Return of a Cleric

The eldest son of Sayyed Bahr al-Uluum observes the senior clergyman’s return to the holy city of Najaf, ending more than three decades of forced exile.

Return of a Cleric

The eldest son of Sayyed Bahr al-Uluum observes the senior clergyman’s return to the holy city of Najaf, ending more than three decades of forced exile.

Tuesday, 22 February, 2005

As our convoy approached the Holy City of Najaf, the damage the regime of Saddam Hussein wrought on this and so many other southern cities was obvious. Towns that participated in the 1991 popular uprising against the regime were left to die a slow death. Streets are abandoned and uncared for. Sadness is written on every wall.

This month, at the end of 35 years of forced exile, Sayyed Mohammed Bahr al-Uluum, patriarch of a prominent clerical family that has exercised a leading role in the religious, social and political arenas, returned to the city of his birth. He found a city where a former Ba’athist intelligence officer has appointed himself mayor and where civil administration does not exist, where almost every house is armed and stray dogs are virtually the only living things on the streets after dark.

On arrival in Najaf, unannounced and going very quietly through the streets, we went to visit the shrine of Imam Ali (peace be upon him). As the Sayyed arrived at the gates of the shrine, flocks of people gathered in a matter of seconds, cheering his arrival. The pressure of the crowd was so great that the 77-year-old Sayyed almost fainted. But he managed to do the religious visitation and offered a brief prayer before leaving the shrine to greet the surviving members of the Bahr al-Uluum family who had gathered to meet him at the house of his martyred brother, Grand Ayatollah Sayyed Ala’ el-Deen Bahr al-Uluum.

Overcome by emotion on entering the house, Sayyed Mohammed fell to the ground in tears.

Seventeen members of the Bahr al-Uluum family were executed by the regime of Saddam Hussein. Many more were sentenced to death and fled the country. Only a few male members of the family are alive today.

A descendent of the Prophet Mohammed, Sayyed Mohammed stood against the regime and was put on Saddam’s most wanted list in 1969 because of his role in the spiritual leadership of Grand Ayatollah Sayyed Mohsen al-Hakim. Threatened with execution, he fled to Kuwait. Here he was appointed as a judge before, hunted by Saddam’s agents, he left for Britain.

In Britain, Sayyed Bahr al-Uluum combined political and social work. He established the Ahl-al-Beit Islamic Centre, the Institution for Arabic and Islamic Studies and the Iraqi Refugee Relief Organisation, which delivered aid and assistance to the needy people of Iraq. He played a leading role in several opposition coalitions and committees.

On May 12, a month after the collapse of the regime, Sayyed Mohammed returned to Iraq. Prostrating himself as he reached Iraqi soil in the border town of Safwan, he gave a brief speech thanking the tens of thousands of people who had gathered to greet him and asking them to unite to build a democratic Iraq where every voice can be heard. Then he headed for the city of Samawa were southern tribes welcomed him and hosted him for one night.
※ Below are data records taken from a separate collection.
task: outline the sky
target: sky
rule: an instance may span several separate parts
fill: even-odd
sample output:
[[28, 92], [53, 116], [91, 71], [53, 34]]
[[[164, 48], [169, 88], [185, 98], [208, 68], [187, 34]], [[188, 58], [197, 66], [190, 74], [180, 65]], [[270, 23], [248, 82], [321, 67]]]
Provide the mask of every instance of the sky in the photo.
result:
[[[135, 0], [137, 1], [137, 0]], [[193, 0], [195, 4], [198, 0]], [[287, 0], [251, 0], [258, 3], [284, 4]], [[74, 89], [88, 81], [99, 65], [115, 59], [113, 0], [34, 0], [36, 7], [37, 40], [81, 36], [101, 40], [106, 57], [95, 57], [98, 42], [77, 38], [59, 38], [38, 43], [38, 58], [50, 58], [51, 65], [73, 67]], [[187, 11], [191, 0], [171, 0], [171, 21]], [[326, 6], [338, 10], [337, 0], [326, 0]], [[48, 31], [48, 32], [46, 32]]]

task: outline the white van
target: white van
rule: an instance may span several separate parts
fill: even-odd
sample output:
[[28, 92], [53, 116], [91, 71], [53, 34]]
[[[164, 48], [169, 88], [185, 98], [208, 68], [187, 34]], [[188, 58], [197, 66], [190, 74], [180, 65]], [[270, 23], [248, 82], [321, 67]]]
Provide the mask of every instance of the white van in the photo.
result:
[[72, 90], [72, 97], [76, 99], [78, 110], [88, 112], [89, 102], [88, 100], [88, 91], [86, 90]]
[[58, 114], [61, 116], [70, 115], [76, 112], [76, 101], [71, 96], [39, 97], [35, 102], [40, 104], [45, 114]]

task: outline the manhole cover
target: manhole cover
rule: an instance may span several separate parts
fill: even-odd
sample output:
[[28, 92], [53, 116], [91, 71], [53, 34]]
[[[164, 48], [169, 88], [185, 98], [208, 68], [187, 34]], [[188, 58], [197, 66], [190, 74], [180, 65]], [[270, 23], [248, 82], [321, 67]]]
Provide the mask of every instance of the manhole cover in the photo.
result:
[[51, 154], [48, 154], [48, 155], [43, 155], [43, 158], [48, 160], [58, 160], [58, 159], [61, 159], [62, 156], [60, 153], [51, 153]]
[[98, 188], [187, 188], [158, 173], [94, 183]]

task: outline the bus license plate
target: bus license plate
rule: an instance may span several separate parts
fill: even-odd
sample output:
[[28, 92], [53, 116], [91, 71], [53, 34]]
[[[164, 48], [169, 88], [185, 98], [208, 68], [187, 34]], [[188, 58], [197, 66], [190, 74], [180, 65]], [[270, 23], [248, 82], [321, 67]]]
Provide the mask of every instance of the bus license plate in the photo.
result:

Najaf today is a city without the simplest of services. During Saddam’s rule, the people of Najaf were left to survive on their own. Electricity is disconnected for half of the day and families have to scramble for candles whenever the power goes off. The lucky few enjoy generators shared with neighbours which are unable to power air conditioners in temperatures that rise to 50 degrees Celsius.

Without electricity, it is very dark at night. In a city where there is no police, no authority and where virtually every house is armed, we have to be very careful. We have to be armed and quick in moving from one house to another. For security reasons we stay in a different house every night before receiving people in the Borrani – the large reception room where senior clerics traditionally receive visitors – in the day.

In the narrow, sandy streets close to the Holy Shrine, every one of which leads to an ancient, historical and religious site, houses are crammed together. Streets filled with trash and litter are crying out for care.

This is not being done by the self-assigned “mayor” of Najaf, Abd al-Minem al-Sudani, who claims to be supported by the United States. His claim is supported by the fact that the 50 armed men who surround him are the only men the Americans permit to carry weapons in Najaf. A former intelligence officer with Saddam’s regime, al-Sudani is notorious for smuggling cars and goods stolen from the Iraqi people for sale in northern Iraq.

The people of Najaf initially found that their protests against al-Sudani fell on deaf American ears. But when the day of elections for local officials came, people refused to allow the self-appointed mayor to enter the election hall and staged a huge protest against him. Senior US officials have since promised free and open elections for a new mayor.

Iraq today needs an interim government that truly represents the Iraqi people. The coalition forces must finish the task they came for. They must establish security in the country and support a democratic government. Without this, there cannot be stability in Iraq.

Ibrahim Bahr el-Uluum, eldest son of Sayyed Mohammed Bahr el-Uluum, is an engineer.